16. Under the Afghan Sun by Mellissa Fung


In October 2008, Mellissa Fung, a reporter for CBC’s The National, was leaving a refugee camp outside of Kabul when she was kidnapped by armed men. She was forced to hike for several hours through the mountains until they reached a village; there, the kidnappers pushed her towards a hole in the ground. “No,” she said. “I am not going down there.”
For more than a month, Fung lived in that hole, which was barely tall enough to stand up in, nursing her injuries, praying and writing in a notebook. Under an Afghan Sky is the gripping tale of Fung’s days in captivity, surviving on cookies and juice, from the “grab” to her eventual release.





I read this book without having any background on the story or the author.   I am glad I did, as I was able to  - as much as a book will allow -take this journey with her.

I understood why she would be writing to specific people in her journal as well as keeping a diary during her detainment but was surprised to find I was eager to read more of the notes Paul was writing to her as well.   It was a great detail to have those brief glimpses into what was happening to him and her friends and family as they waited for news and for the negotiations to continue.  For  me, it punctuated her isolation from all that she knew.  As a reader I was grabbing fast to Paul's updates and worry for Melissa and at the same time realizing how hungry she was for that same contact.

I found the beginning and end of this memoir riveting and tense.  The middle was long, sometimes boring and I quickly grew impatient with it.  For this story, I think that worked wonderfully as it brought the reader into the experience of Melissa and the long, long wait she experienced.  I think she did a good job of describing the events , the feeling that time had stalled, and her constant attempts to connect with her captors.  That connection is so important as it was the only thing she really had any amount of control over and it was the one thing she could do to humanize herself to her captors.  It reminded me of my criminology classes and the strategy of making captors see their victims as humans, individuals and not as symbols of what they hate as it is much more difficult to harm or kill someone whom you see as a person.  Her  journaling of Canadian experiences such as the Canuks games, the Terry Fox run and the election achieved a similar effect for me as a reader.  These topics and others allowed me to connect with her as the protagonist and care more about her story.

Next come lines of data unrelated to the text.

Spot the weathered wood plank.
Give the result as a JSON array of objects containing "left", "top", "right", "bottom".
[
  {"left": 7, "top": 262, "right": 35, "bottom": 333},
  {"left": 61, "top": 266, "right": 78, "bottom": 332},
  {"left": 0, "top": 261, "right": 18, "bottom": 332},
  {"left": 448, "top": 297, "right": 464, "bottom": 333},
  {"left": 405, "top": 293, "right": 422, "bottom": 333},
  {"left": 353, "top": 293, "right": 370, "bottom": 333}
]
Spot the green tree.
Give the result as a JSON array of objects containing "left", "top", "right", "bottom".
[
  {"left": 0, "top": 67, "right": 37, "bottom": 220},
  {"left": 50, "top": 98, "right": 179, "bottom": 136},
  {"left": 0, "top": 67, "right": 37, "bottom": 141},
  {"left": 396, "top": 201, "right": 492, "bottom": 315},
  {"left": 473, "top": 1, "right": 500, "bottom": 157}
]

Melissa's descriptions of her captors followed her emotional journey...factual and straightforward at the beginning, then empathetic and inquisitive as she gently manoeuvred herself into their daily lives, and finally reflective and understanding of their world.

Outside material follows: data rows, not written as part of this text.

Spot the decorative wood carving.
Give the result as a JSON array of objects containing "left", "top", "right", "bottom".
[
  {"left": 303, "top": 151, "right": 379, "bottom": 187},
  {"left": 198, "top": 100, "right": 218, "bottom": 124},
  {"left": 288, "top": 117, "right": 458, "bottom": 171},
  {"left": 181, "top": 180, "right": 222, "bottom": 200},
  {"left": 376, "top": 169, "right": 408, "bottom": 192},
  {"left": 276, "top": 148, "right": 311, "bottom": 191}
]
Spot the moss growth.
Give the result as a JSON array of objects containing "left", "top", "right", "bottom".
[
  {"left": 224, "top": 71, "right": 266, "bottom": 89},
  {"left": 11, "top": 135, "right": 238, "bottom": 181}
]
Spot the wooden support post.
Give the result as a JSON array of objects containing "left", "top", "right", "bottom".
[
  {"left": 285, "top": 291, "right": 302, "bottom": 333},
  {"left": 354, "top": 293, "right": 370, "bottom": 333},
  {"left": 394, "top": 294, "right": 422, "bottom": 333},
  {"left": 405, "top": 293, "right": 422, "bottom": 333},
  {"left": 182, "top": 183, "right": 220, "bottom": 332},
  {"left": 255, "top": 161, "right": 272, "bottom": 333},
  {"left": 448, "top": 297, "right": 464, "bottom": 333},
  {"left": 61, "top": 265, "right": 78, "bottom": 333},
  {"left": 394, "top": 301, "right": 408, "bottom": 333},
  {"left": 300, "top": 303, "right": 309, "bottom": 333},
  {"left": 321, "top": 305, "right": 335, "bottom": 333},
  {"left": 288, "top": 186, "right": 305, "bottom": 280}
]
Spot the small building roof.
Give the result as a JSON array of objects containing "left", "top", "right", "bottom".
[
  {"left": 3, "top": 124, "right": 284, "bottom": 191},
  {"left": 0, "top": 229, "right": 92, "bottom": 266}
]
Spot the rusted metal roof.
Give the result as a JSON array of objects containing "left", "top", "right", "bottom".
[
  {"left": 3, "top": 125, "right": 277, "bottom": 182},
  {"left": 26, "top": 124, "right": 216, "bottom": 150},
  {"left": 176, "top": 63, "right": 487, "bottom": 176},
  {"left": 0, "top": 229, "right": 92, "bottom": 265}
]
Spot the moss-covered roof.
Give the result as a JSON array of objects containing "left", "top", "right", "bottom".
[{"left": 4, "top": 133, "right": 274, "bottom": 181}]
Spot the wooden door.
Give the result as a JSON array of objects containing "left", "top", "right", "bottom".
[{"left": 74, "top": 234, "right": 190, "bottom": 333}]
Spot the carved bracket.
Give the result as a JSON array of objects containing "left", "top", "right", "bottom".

I am not sure if it is Melissa's personality, reporter training  or her specific experience, but I found her approach in the book of providing relevant details and conveying the fear, stress and frustrations she felt to be very matter of fact.  I think I expected a bit more intensity of emotion in the story, but then again, that could also have been a survival tactic.  Don't break down - don't appear weak - don't give them any reason to hurt you.  Overall, I was impressed with her handling of the ordeal.  I would have liked a paragraph or two about how her friends and family fared and about her return to Canada after she was released.  How did the experience affect her shortly after gaining freedom?  How is she now?  The lack of that distanced her again from me.  Perhaps it has more to do with maintaining her standing as an objective journalist or want for privacy...but she did choose to write this memoir and it felt unfinished to me.